Es asombroso constatar la falta de liderazgo que predomina en el mundo actual. Un claro ejemplo de este fenómeno se puede observar en Estados Unidos con las figuras de Trump y Biden. Esta carencia de líderes fuertes y visionarios también afectó a Colombia, llevándonos a una segunda vuelta electoral entre Gustavo Petro y Rodolfo Hernández.

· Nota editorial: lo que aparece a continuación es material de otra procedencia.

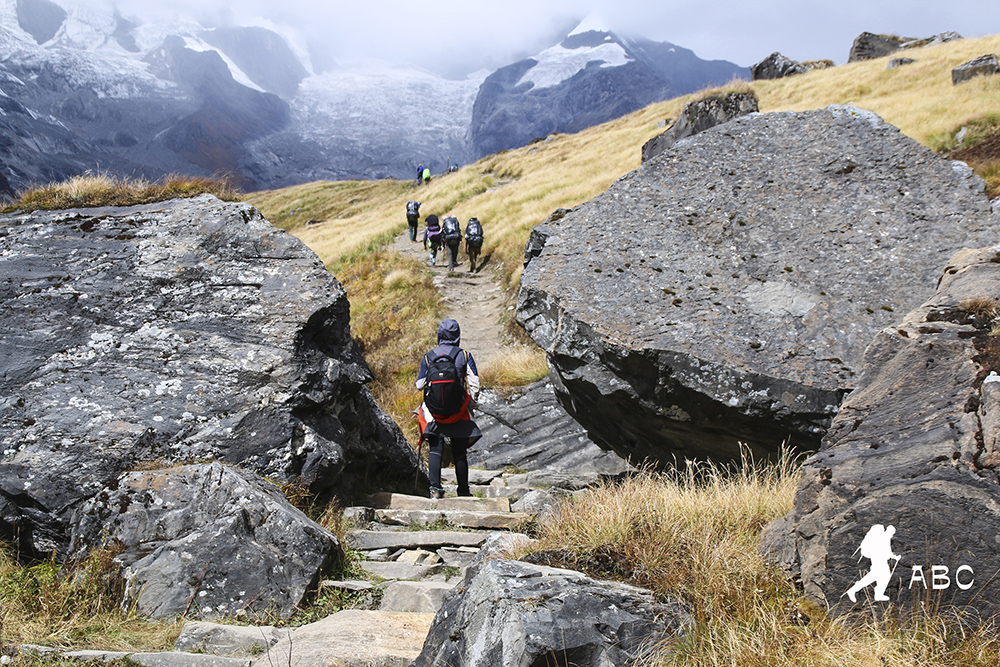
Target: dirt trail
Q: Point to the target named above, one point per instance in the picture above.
(472, 299)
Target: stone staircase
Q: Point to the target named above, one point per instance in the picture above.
(413, 549)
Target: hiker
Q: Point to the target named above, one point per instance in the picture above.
(450, 382)
(473, 241)
(451, 229)
(432, 238)
(412, 218)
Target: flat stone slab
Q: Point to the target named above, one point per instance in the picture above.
(226, 640)
(366, 540)
(487, 520)
(353, 638)
(424, 597)
(178, 659)
(399, 501)
(476, 476)
(406, 571)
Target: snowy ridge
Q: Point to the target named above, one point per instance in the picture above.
(558, 63)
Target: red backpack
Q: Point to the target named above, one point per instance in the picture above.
(444, 392)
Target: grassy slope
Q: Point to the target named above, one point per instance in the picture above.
(514, 190)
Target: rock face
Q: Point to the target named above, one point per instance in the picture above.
(868, 46)
(533, 432)
(916, 447)
(725, 291)
(700, 115)
(512, 613)
(184, 330)
(776, 66)
(207, 540)
(982, 66)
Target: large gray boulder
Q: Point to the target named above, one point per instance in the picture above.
(207, 541)
(776, 66)
(916, 446)
(178, 331)
(982, 66)
(868, 46)
(700, 115)
(725, 291)
(530, 430)
(511, 614)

Muchos decidimos votar por Hernández, a pesar de saber que estaba involucrado en un proceso de corrupción y que ya había sido hallado culpable. Lo hicimos por el miedo que representaba Petro, un personaje de la izquierda radical que se estaba aliando con la peor escoria de la política nacional para cumplir sus objetivos, a todas luces inconvenientes para el pueblo.

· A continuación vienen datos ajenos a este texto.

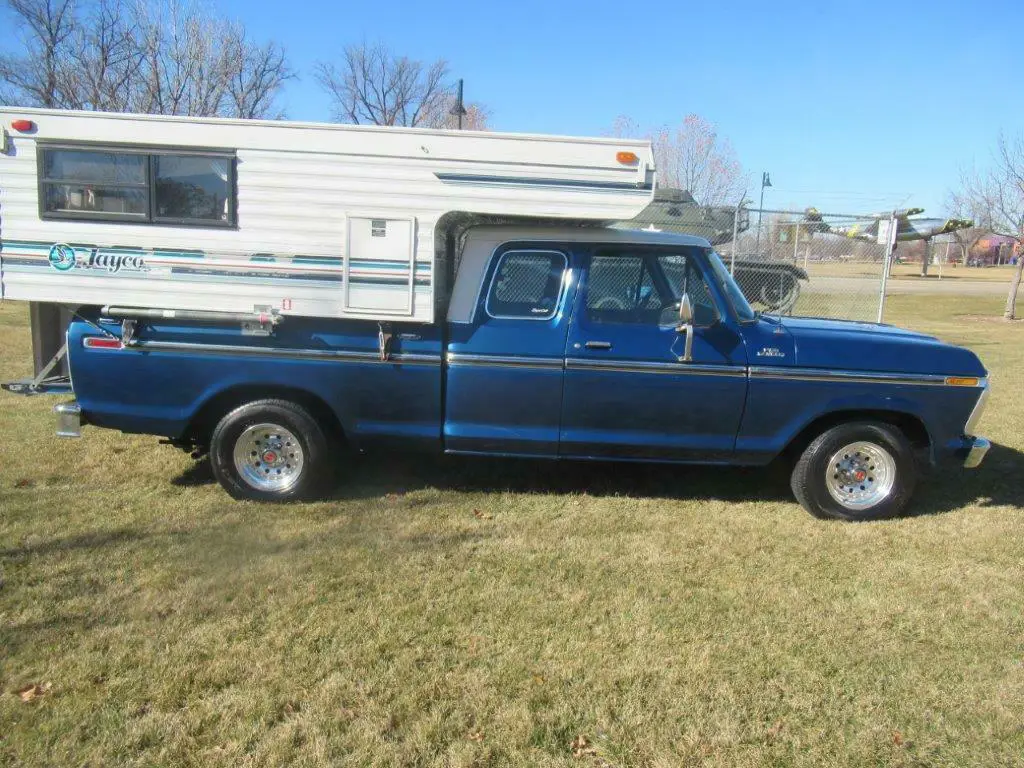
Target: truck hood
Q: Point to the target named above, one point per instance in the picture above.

Era de conocimiento público que estaba recibiendo apoyo de grupos al margen de la ley, y se preveía que habría concesiones para ellos. Temíamos a un ser narcisista, resentido, egocéntrico, incapaz de llegar a consensos, mentiroso, fuera de sus cabales, embriagado de poder y acusado por muchos, incluso sus más cercanos, de vicioso.

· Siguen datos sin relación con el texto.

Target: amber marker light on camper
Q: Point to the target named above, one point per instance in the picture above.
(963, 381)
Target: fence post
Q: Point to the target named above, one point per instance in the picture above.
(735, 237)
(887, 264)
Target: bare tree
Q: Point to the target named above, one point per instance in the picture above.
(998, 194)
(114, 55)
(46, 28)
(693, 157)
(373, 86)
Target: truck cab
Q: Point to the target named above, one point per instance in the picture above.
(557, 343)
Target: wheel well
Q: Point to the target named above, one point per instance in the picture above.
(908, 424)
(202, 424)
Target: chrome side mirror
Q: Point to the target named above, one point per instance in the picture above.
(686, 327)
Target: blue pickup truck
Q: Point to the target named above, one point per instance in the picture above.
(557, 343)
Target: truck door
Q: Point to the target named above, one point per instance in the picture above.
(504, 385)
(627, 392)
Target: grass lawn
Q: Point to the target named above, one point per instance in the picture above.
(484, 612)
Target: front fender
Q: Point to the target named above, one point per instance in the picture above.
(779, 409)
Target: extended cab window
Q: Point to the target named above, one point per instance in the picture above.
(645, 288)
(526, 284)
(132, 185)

En Bogotá, ya lo habíamos visto gobernar. Sabíamos que no sabía administrar, que no cumplía lo que prometía y que no podía hacer equipo, en parte debido a la gente incompetente que nombraba. La rotación de su gabinete era constante; recordemos que Antonio Navarro no duró ni un mes como secretario de gobierno y que su amigo y compañero de lucha, García Peña, advirtiendo su compleja personalidad, abandonó el barco: en su misiva de renuncia expresó: “Un déspota de izquierda, por ser de izquierda, no deja de ser déspota”.
Pero lo más grave y lo que más asustaba era que, como todo miembro de la izquierda radical, intentaría quedarse en el poder a cualquier costo, y hoy estamos vislumbrando que desafortunadamente nuestros miedos no eran infundados.
Además, no estaba engañando a nadie con lo que pensaba hacer: su plan de gobierno tenía un común denominador: la destrucción de todo. Su narcisismo no le permitía comprender la importancia de construir sobre lo construido y de mejorar lo que ya existía.
Por otro lado, teníamos a Rodolfo Hernández. Muchos decidimos subirnos a la “rodolfoneta” conscientes de la irresponsabilidad que estábamos cometiendo, pero el temor del peligro que representaba Petro era aún mayor. Cada intervención de Rodolfo era peor que la anterior. Sentíamos vergüenza al pensar en votar por él.
Todos los que optamos por el "viejito" cerramos los ojos y miramos hacia otro lado. Aplicamos el fin justifica los medios, algo que muchas veces hemos criticado. Preferimos taparnos las narices y votar. Hoy pido perdón por mi voto, por no haber tenido la valentía de optar por el voto en blanco.
La corrupción de tantos años nos llevó a esta situación; el populismo se apoderó de los votos de tanta gente desesperanzada. Nos vimos obligados a elegir entre dos males igual de graves.
Hoy muchos reconocemos que tanto los que votamos por el "viejito" como muchos de los que respaldaron a Petro, motivados por el horror que veían en Hernández, no tuvimos la valentía de expresar que el país no merecía a ninguno de estos dos personajes. Nos faltó valentía como ciudadanos para exigir. Nos faltó salir a las calles, hacer una gran manifestación, incluso más grande que la que hicimos contra las FARC y, con un solo grito, decir que Colombia se merecía más.
La cobardía, el miedo, la falta de fuerza del voto en blanco nos venció. Hoy aplaudo a los que votaron en blanco, porque expresaron que el país se merecía más. Pero también reconozco que incluso con Rodolfo, el país estaría mejor. ¡Qué mal estamos!
Que esta desgracia nos sirva de aprendizaje para el futuro, que todos luchemos por el país que tanto nos ha dado a tantos.
Que el ayer no se vuelva a repetir, aprendamos de la historia y no permitamos que lo de las elecciones del 2022 se repita. Se lo debemos a Colombia.
¡Malditos corruptos que nos llevaron a esto!